Por meio da análise do filme O Feitiço do Tempo (1), visamos a mostrar que a repetição é um fenômeno que se altera quando o sujeito passa a poder lidar com a surpresa. Mostraremos que, no filme, uma passagem da repetição idiota à repetição criativa ocorre quando o sujeito se dá conta de que o essencial da experiência humana não é passível de ser apreendido por meio do simbólico. Destacaremos, por meio do personagem principal, a passagem de uma posicão irresponsável (de quem diz tal coisa me aconteceu) para a posição de decisão e implicação nos diferentes aspectos da vida. Dessa forma, nosso foco estará concentrado nas possibilidades que o personagem inventa, dada a repetição a que está submetido.

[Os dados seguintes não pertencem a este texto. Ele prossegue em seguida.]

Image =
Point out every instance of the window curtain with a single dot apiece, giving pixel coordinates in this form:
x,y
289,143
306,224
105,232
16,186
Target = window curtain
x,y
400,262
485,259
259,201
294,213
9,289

Para maior clareza, iniciaremos com a sinopse do filme. A história se inicia quando o repórter Phil Connors é escalado para produzir uma matéria a respeito do Dia da Marmota. Trata-se de uma festa tradicional, realizada numa cidade do interior, onde se acredita que a marmota é capaz de prever o tempo de duração do inverno. Phil é uma pessoa cínica, que se confere o status de estrela e que, além disso, trata os outros com enorme desdém. Uma grande nevasca acaba obrigando-o a pernoitar na cidade. O drama começa quando, na manhã seguinte, toca o despertador: a data não mudou, todos os dias são, de novo, o famigerado Dia da marmota. Phil ficou preso no dia mais odiável de sua vida, em um dois de fevereiro perpétuo.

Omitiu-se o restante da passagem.